This document is the reference glossary used by Data on The Web Working Group.


The deliverables of the Best Practices for Data on the Web include of documents that aim to to facilitate the work between data consumers and data publishers. To fulfill this mission, the WG decided to build a Glossary to ensure the common ground terms between pdata consumers and data publishers.

There is a mental model listed to ensure that the scope is delimited.


A dataset is defined as a collection of data, published or curated by a single agent, and available for access or download in one or more formats. A dataset does not have to be available as a downloadable file.


A Citation may be either direct and explicit (as in the reference list of a journal article), indirect (e.g. a citation to a more recent paper by the same research group on the same topic), or implicit (e.g. as in artistic quotations or parodies, or in cases of plagiarism)

From: CiTO

Data Consumer

For the purposes of this WG, a Data Consumer is A person or group accessing, using, and potentially performing post-processing steps on data."

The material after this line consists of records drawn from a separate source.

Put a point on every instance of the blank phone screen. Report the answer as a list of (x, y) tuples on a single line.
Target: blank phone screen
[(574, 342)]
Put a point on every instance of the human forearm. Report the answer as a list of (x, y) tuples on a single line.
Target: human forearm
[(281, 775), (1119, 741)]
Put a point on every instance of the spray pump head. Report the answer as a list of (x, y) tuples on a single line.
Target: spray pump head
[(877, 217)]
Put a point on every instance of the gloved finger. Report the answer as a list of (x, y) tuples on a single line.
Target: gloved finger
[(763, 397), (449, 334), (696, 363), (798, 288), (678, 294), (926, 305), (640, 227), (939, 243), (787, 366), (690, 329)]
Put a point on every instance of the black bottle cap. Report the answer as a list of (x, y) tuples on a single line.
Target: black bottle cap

From: Strong, Diane M., Yang W. Lee, and Richard Y. Wang. "Data quality in context." Communications of the ACM 40.5 (1997): 103-110.

Data format

Data Format defined as a specific convention for data representation i.e. the way that information is encoded and stored for use in a computer system, possibly constrained by a formal data type or set of standards."

From DH Curation Guide

Data producer

Data Producer is a person or group responsible for generating and maintaining data.

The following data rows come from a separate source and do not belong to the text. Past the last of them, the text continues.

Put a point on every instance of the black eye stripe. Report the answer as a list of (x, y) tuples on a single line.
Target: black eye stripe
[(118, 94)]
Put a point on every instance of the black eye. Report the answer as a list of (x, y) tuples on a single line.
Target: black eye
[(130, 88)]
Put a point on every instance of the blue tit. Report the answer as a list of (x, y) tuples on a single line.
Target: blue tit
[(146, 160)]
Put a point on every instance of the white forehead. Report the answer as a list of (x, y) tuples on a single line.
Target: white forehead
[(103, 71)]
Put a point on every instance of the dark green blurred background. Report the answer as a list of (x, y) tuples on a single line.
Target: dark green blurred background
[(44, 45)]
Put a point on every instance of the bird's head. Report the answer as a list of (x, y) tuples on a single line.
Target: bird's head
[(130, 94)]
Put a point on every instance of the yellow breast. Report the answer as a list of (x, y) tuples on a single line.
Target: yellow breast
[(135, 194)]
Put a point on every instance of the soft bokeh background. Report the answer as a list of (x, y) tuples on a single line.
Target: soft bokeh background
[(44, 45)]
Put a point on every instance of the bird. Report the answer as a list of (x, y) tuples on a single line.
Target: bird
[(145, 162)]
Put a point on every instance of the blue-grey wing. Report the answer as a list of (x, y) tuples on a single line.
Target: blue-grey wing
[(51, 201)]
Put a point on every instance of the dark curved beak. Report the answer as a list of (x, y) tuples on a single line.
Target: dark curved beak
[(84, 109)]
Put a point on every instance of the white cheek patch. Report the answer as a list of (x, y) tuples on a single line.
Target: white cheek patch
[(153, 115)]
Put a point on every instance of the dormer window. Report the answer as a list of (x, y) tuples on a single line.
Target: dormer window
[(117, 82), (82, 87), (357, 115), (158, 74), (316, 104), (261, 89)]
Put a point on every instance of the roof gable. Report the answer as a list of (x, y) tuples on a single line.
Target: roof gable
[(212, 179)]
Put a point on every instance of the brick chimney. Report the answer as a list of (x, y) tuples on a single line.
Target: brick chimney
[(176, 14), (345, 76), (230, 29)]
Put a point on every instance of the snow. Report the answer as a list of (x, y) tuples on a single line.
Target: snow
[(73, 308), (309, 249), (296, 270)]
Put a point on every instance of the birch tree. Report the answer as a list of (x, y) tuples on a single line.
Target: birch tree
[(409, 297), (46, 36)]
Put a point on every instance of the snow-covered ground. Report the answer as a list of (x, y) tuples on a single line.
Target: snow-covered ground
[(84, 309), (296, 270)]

From: Strong, Diane M., Yang W. Lee, and Richard Y. Wang. "Data quality in context." Communications of the ACM 40.5 (1997): 103-110.

Data representation

Data representation is any convention for the arrangement of symbols in such a way as to enable information to be encoded by a data producer and later decoded by data consumers.">Data representation

From DH Curation Guide


Feedback is a forum used to collect messages posted by consumers about a particular topic. Messages can include replies to other consumers. Datetime stamps are associated with each message and the messages can be associated with a person or submitted anonymously.

SIOC, (2) Annotation#Motivation

To better understand why annotation (See Annotation) was created SKOS is used to show inter-related annotation between communities with more meaningful distinctions than a simple class/subclass tree.

Data Preservation

Data Preservation is defined by APA as "The processes and operations in ensuring the technical and intellectual survival of objects through time". This is part of a data management plan focusing on preservation planning and meta-data. Whether it is worthwhile to put effort into preservation depends on the (future) value of the data, the resources available and the opinion of the stakeholders (= designated community)

Data Archiving

Data Archiving is the set of practices around the storage and monitoring of the state of digital material over the years.

These tasks are the responsibility of a Trusted Digital Repository (TDR), also sometimes referred to as Long-Term Archive Service (LTA). Often such services follow the Open Archival Information System which defines the archival process in terms of ingest, monitoring and re-use of data.

File Format

File Format is a standard way that information is encoded for storage in a computer file. It specifies how bits are used to encode information in a digital storage medium. File formats may be either proprietary or free and may be either unpublished or open.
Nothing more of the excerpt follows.